Once you see your score, you have to dig through the detail and technical breakdowns to find the hidden corners where your problems lie. One of the most common culprits, a blocker of the main thread and unseen anchor, dragging you down is script evaluation.
Here you can see that this page spent nearly 7 whole seconds on script evaluation— a time that can surely be reduced.
It is by far the biggest time cost that is blocking the main thread. The cost of parsing and evaluating the scripts also depends heavily on the device and CPU.
This can significantly impact how quickly a user can fully interact with this site so it's crucial to cut this time down to give every user a high-speed experience.

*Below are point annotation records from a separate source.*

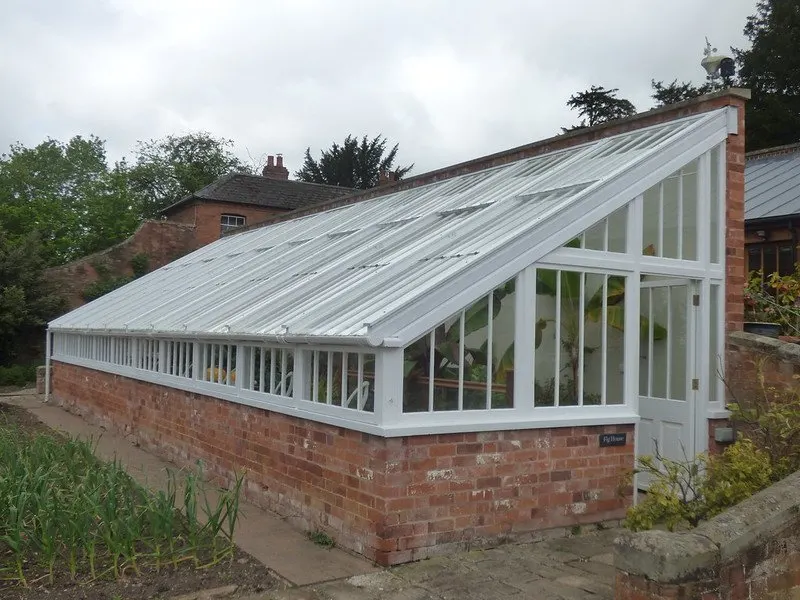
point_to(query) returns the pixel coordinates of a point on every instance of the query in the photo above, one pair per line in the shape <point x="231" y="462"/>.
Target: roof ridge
<point x="774" y="151"/>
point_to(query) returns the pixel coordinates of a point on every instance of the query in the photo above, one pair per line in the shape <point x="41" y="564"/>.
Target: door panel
<point x="666" y="398"/>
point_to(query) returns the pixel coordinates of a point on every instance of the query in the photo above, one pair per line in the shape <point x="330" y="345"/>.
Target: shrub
<point x="684" y="493"/>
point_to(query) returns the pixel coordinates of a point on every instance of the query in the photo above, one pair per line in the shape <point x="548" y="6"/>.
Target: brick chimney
<point x="386" y="177"/>
<point x="273" y="170"/>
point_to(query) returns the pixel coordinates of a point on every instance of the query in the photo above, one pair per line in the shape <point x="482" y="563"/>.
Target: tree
<point x="675" y="92"/>
<point x="27" y="301"/>
<point x="173" y="167"/>
<point x="66" y="193"/>
<point x="598" y="105"/>
<point x="354" y="164"/>
<point x="771" y="69"/>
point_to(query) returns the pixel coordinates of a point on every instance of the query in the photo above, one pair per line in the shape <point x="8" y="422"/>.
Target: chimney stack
<point x="386" y="177"/>
<point x="275" y="171"/>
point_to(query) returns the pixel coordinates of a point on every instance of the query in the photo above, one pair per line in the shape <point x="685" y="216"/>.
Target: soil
<point x="246" y="573"/>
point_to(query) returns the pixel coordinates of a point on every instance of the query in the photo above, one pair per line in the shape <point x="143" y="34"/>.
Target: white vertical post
<point x="48" y="350"/>
<point x="300" y="375"/>
<point x="581" y="335"/>
<point x="524" y="342"/>
<point x="557" y="349"/>
<point x="389" y="386"/>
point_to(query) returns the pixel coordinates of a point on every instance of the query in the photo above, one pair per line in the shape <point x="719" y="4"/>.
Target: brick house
<point x="240" y="200"/>
<point x="772" y="209"/>
<point x="463" y="357"/>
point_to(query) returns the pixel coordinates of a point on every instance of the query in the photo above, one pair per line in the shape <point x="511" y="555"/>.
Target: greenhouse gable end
<point x="471" y="355"/>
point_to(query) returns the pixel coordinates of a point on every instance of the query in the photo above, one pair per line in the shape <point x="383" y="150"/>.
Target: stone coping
<point x="677" y="557"/>
<point x="778" y="348"/>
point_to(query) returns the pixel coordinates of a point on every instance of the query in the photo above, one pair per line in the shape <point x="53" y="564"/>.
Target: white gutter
<point x="342" y="340"/>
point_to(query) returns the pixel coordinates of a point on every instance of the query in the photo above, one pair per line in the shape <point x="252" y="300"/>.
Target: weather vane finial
<point x="709" y="50"/>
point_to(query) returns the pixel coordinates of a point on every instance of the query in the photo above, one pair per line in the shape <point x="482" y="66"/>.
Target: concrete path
<point x="565" y="568"/>
<point x="574" y="568"/>
<point x="262" y="534"/>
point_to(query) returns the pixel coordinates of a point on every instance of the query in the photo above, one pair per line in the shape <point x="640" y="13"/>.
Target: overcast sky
<point x="447" y="80"/>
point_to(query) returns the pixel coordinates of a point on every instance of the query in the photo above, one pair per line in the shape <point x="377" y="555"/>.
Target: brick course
<point x="391" y="499"/>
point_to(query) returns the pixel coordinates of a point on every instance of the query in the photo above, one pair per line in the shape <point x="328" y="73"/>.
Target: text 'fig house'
<point x="469" y="355"/>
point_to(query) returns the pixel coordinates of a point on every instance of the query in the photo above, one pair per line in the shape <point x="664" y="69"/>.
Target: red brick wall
<point x="390" y="499"/>
<point x="754" y="361"/>
<point x="161" y="241"/>
<point x="735" y="258"/>
<point x="205" y="216"/>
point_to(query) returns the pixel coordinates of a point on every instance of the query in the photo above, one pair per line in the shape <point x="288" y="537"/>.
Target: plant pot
<point x="772" y="330"/>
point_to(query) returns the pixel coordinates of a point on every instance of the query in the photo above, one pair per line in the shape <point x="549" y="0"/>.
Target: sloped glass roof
<point x="333" y="274"/>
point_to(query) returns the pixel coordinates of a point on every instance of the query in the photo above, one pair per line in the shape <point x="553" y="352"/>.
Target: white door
<point x="667" y="369"/>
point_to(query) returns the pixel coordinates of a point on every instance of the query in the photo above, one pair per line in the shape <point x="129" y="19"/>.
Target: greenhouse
<point x="582" y="288"/>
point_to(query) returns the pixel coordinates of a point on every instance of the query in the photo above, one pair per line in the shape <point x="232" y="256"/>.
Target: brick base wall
<point x="391" y="499"/>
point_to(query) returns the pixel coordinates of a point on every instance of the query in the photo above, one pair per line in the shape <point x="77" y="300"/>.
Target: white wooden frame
<point x="388" y="337"/>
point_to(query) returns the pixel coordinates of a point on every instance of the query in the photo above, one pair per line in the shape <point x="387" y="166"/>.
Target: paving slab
<point x="556" y="568"/>
<point x="262" y="534"/>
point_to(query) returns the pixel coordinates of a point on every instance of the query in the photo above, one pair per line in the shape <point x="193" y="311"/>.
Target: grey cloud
<point x="448" y="81"/>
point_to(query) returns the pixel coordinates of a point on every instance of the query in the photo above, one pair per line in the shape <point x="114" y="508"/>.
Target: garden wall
<point x="391" y="499"/>
<point x="160" y="241"/>
<point x="751" y="551"/>
<point x="752" y="356"/>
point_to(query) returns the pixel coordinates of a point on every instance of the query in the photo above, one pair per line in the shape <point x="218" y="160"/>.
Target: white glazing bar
<point x="273" y="389"/>
<point x="247" y="383"/>
<point x="262" y="364"/>
<point x="329" y="378"/>
<point x="345" y="359"/>
<point x="703" y="211"/>
<point x="670" y="341"/>
<point x="557" y="349"/>
<point x="660" y="249"/>
<point x="489" y="350"/>
<point x="284" y="368"/>
<point x="361" y="396"/>
<point x="315" y="376"/>
<point x="230" y="365"/>
<point x="680" y="215"/>
<point x="650" y="335"/>
<point x="163" y="347"/>
<point x="529" y="280"/>
<point x="581" y="335"/>
<point x="604" y="344"/>
<point x="431" y="365"/>
<point x="461" y="360"/>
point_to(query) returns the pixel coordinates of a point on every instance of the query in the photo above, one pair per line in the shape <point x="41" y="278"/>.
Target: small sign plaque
<point x="613" y="439"/>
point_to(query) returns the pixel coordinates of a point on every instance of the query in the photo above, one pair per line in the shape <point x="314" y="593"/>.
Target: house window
<point x="771" y="258"/>
<point x="228" y="222"/>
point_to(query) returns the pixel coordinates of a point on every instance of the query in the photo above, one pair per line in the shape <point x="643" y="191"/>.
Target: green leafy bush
<point x="17" y="375"/>
<point x="684" y="493"/>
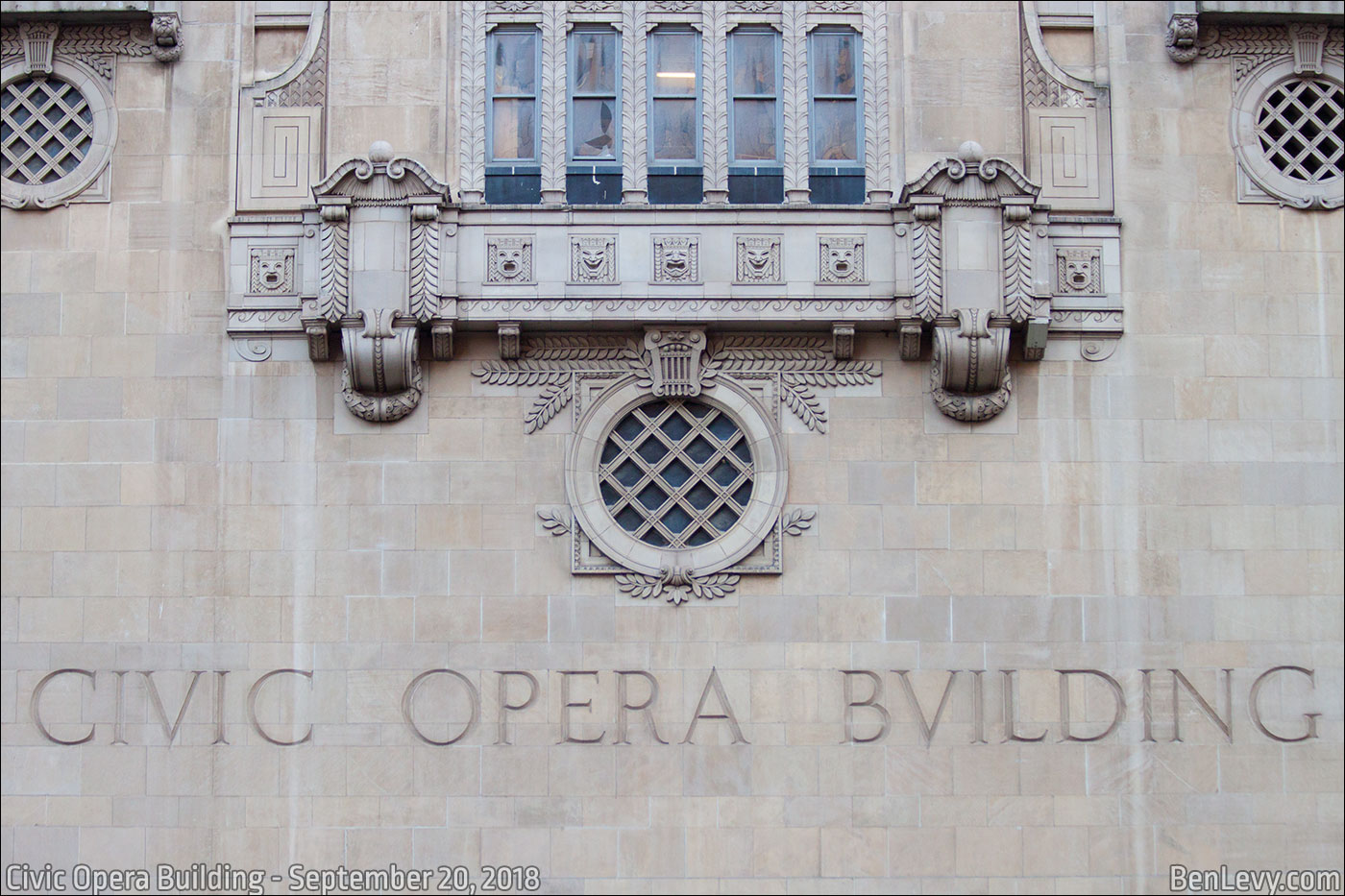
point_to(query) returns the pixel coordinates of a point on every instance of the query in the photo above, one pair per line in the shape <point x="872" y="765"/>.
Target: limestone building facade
<point x="585" y="446"/>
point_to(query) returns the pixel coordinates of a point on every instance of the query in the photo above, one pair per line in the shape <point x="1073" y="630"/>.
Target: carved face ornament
<point x="510" y="261"/>
<point x="1079" y="272"/>
<point x="675" y="262"/>
<point x="592" y="260"/>
<point x="759" y="257"/>
<point x="843" y="260"/>
<point x="272" y="272"/>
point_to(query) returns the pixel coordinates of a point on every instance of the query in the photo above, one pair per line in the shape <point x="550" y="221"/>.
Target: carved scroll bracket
<point x="379" y="298"/>
<point x="979" y="267"/>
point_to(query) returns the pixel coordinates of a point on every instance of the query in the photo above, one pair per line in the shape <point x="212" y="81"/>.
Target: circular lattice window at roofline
<point x="1288" y="133"/>
<point x="685" y="485"/>
<point x="57" y="132"/>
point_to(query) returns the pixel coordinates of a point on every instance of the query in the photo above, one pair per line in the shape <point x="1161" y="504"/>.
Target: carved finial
<point x="379" y="153"/>
<point x="971" y="153"/>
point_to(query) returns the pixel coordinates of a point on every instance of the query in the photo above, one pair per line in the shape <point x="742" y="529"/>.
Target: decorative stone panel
<point x="281" y="120"/>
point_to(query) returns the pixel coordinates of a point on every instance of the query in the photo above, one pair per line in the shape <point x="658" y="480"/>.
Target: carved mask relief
<point x="272" y="272"/>
<point x="508" y="260"/>
<point x="676" y="260"/>
<point x="841" y="260"/>
<point x="1079" y="271"/>
<point x="759" y="260"/>
<point x="594" y="260"/>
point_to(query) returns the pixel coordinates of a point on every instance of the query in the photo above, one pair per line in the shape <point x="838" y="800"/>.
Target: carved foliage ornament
<point x="676" y="469"/>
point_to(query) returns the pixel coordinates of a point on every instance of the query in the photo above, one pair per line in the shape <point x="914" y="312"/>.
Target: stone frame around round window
<point x="91" y="167"/>
<point x="1247" y="148"/>
<point x="752" y="527"/>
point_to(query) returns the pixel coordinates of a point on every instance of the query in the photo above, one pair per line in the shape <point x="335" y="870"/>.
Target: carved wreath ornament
<point x="675" y="473"/>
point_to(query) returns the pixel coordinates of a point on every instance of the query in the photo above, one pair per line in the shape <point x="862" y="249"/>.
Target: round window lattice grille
<point x="47" y="130"/>
<point x="1301" y="127"/>
<point x="675" y="473"/>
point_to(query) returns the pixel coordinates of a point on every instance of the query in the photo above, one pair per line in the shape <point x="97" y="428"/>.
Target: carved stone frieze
<point x="841" y="260"/>
<point x="508" y="260"/>
<point x="594" y="260"/>
<point x="757" y="260"/>
<point x="676" y="258"/>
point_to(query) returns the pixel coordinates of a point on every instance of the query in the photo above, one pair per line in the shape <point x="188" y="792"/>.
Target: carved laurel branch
<point x="795" y="98"/>
<point x="424" y="269"/>
<point x="803" y="363"/>
<point x="876" y="93"/>
<point x="1017" y="267"/>
<point x="796" y="521"/>
<point x="716" y="62"/>
<point x="927" y="257"/>
<point x="675" y="588"/>
<point x="471" y="132"/>
<point x="555" y="522"/>
<point x="634" y="50"/>
<point x="553" y="96"/>
<point x="335" y="271"/>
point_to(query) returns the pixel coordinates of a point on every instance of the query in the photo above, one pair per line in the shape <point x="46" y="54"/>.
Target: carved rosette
<point x="742" y="381"/>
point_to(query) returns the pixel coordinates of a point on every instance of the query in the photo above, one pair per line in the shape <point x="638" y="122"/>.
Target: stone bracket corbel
<point x="970" y="375"/>
<point x="382" y="378"/>
<point x="167" y="33"/>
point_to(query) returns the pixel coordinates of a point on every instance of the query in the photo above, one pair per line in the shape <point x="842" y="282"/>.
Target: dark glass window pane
<point x="753" y="63"/>
<point x="834" y="131"/>
<point x="674" y="63"/>
<point x="753" y="131"/>
<point x="514" y="130"/>
<point x="595" y="128"/>
<point x="515" y="62"/>
<point x="834" y="63"/>
<point x="672" y="130"/>
<point x="595" y="62"/>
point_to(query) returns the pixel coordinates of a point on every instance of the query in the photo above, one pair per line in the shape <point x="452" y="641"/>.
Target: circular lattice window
<point x="688" y="485"/>
<point x="1302" y="130"/>
<point x="675" y="472"/>
<point x="56" y="133"/>
<point x="1288" y="133"/>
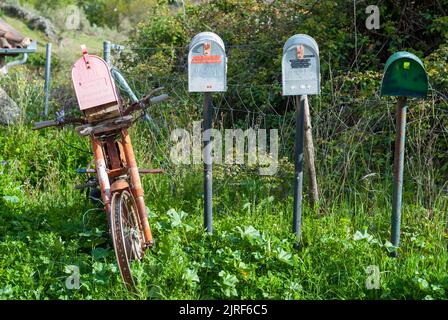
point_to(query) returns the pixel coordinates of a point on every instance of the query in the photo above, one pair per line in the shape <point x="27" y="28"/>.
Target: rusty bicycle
<point x="116" y="173"/>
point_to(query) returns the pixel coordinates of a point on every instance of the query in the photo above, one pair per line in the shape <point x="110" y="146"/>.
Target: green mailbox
<point x="404" y="76"/>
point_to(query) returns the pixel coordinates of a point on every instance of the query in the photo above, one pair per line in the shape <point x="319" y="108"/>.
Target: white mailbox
<point x="300" y="66"/>
<point x="207" y="64"/>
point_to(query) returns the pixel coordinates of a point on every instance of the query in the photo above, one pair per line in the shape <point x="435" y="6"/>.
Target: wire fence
<point x="353" y="135"/>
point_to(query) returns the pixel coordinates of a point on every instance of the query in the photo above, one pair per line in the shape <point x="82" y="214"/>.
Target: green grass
<point x="46" y="227"/>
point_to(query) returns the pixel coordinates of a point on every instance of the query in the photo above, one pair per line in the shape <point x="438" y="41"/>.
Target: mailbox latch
<point x="300" y="52"/>
<point x="85" y="55"/>
<point x="207" y="48"/>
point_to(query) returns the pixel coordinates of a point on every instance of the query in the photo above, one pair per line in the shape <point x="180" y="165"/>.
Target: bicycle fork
<point x="136" y="186"/>
<point x="135" y="182"/>
<point x="101" y="173"/>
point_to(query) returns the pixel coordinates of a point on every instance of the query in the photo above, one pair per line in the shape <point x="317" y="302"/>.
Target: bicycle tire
<point x="127" y="234"/>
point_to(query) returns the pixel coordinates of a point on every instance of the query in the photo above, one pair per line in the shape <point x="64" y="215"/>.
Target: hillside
<point x="52" y="233"/>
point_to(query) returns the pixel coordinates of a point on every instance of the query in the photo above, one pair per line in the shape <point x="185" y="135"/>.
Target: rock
<point x="10" y="112"/>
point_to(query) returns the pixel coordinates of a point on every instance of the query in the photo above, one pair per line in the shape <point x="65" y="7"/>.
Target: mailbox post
<point x="207" y="72"/>
<point x="404" y="76"/>
<point x="300" y="77"/>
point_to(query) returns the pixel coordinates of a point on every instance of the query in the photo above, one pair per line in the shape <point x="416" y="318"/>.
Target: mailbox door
<point x="301" y="71"/>
<point x="404" y="76"/>
<point x="93" y="83"/>
<point x="207" y="66"/>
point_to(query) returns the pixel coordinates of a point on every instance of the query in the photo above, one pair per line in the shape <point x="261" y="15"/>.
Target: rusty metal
<point x="112" y="153"/>
<point x="136" y="186"/>
<point x="101" y="173"/>
<point x="119" y="185"/>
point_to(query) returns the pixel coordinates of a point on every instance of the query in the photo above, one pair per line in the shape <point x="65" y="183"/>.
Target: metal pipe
<point x="47" y="77"/>
<point x="398" y="170"/>
<point x="106" y="51"/>
<point x="208" y="176"/>
<point x="5" y="68"/>
<point x="298" y="159"/>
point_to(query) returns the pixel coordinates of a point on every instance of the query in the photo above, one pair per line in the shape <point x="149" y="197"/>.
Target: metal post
<point x="106" y="52"/>
<point x="47" y="77"/>
<point x="208" y="114"/>
<point x="398" y="170"/>
<point x="298" y="159"/>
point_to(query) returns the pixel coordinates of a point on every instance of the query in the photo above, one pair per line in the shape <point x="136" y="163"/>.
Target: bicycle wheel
<point x="127" y="235"/>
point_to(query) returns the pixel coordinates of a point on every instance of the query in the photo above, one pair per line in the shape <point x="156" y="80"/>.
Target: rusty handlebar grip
<point x="45" y="124"/>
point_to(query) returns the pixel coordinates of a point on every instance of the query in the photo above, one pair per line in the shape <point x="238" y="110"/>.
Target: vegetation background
<point x="47" y="227"/>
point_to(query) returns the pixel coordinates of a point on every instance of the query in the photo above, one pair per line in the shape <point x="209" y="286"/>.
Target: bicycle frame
<point x="114" y="158"/>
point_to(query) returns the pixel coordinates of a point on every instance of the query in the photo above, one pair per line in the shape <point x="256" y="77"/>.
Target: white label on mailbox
<point x="207" y="73"/>
<point x="300" y="71"/>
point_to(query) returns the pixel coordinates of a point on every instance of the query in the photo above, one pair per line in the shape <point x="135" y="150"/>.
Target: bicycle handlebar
<point x="143" y="103"/>
<point x="45" y="124"/>
<point x="138" y="105"/>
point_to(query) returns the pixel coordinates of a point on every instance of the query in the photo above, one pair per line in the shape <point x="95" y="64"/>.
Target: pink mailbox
<point x="95" y="89"/>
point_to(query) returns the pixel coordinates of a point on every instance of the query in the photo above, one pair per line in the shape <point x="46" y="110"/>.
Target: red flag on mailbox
<point x="93" y="83"/>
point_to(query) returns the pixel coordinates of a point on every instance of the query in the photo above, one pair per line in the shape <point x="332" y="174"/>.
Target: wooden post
<point x="309" y="156"/>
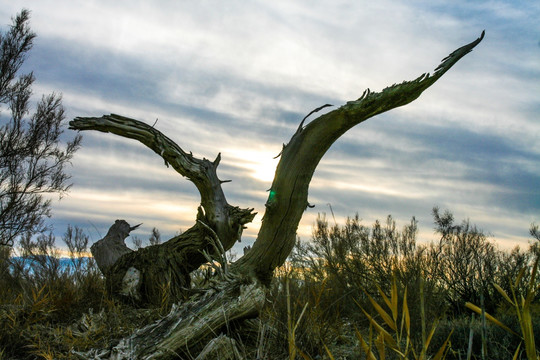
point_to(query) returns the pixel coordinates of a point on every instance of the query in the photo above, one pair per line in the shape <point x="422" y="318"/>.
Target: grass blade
<point x="504" y="294"/>
<point x="384" y="315"/>
<point x="477" y="310"/>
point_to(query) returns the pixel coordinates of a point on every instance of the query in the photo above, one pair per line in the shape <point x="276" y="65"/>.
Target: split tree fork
<point x="140" y="275"/>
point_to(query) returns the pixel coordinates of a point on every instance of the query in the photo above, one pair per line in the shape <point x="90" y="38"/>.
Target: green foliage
<point x="352" y="290"/>
<point x="32" y="154"/>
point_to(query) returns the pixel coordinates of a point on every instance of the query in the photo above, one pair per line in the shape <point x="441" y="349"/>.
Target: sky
<point x="237" y="77"/>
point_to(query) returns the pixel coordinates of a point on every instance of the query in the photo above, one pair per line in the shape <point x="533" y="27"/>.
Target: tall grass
<point x="353" y="292"/>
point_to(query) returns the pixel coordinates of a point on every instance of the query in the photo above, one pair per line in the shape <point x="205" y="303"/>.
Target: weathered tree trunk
<point x="112" y="247"/>
<point x="240" y="294"/>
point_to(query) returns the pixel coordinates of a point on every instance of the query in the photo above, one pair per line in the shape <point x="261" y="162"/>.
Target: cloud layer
<point x="237" y="77"/>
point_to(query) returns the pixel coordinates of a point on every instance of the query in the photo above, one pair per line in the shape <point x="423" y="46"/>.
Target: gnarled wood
<point x="288" y="197"/>
<point x="143" y="276"/>
<point x="189" y="327"/>
<point x="109" y="249"/>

In this blog post, we are going to cover what script evaluation entails and how you can reduce script evaluation time, for faster pages and higher Lighthouse scores.
What is script evaluation?
Modern browsers use compilers, optimizations, and tricks to help your page execute as fast as possible, but this can substantially change the dynamics of the code. Meaning, the simple scripts you have on the page can be very different once executed compared to how you write them.
As well as the weight of the page in terms of file sizes to be downloaded, each script we use is going to have an evaluation cost associated with it. Script evaluation is an indicator of how much code is needed to run the page. Effectively, script evaluation is the stage between parsing the script and executing the script.
The problem is that this script evaluation time can block the main thread hurting your user experience and your scores in page performance measurement tools such as Lighthouse. Also, these Scripts often get parsed and compiled on the main thread.
How can I reduce script evaluation time?
Reduce script evaluation time:
Only send the code that your users need by implementing code splitting.
Minify and compress your code.
Remove unused code.
Reduce network trips by caching your code with the PRPL pattern.
By only delivering the scripts that need to be parsed and compiled, it can result in smaller script evaluations and faster page load times.
Minify and compress
A lot of the scripts you are running on your page will contain redundancies, whitespace, and things that don't add any functionality, but that have to be evaluated. Minification removes any of this fat around the edges.
Compression is then basically an algorithmic process that looks for patterns and repetitions in files to find shorter routes, fewer duplicates, and ultimately, smaller ways to deliver files.
Remove any unused code
If you're going to all the effort to defer and minify your code to cut down on script evaluation time, it's also a good idea to find and destroy any code that you're not actually using.
To hunt down this unused code, you need to analyze your bundles. Open Devtools, click Network, tick the box to disable cache, and reload the page.
You will then see all the code used to run your page — and how much of it is going unused.
A bundle analyzer such as Webpack will help you find out what each bundle is for and what they are made up of.
If you are unable to break down a library into the parts you are using and selectively imported, it's possible that there is a lighter alternative that does the same function or your devs could build a custom solution. If so, heavy, mostly unused libraries can be removed entirely.
Cut down on network trips
One of the most effective ways to cut down on the network transfer cost. Sending files back and forth that could be cached Use long-term caching to avoid having to re-fetch resources that haven't changed. HTTP caching will ensure browsers can figure out the ideal lifetimes for scripts to prevent the network from having to transfer unchanged bytes.
With these four techniques, you can reduce your script evaluation time dramatically. This will prevent blocking the main thread, slowing the loading time, and help to reduce your time to interactive.
Reducing script evaluation time is a major link to better user experiences, better mobile performance, and better SEO as Google takes performance more seriously.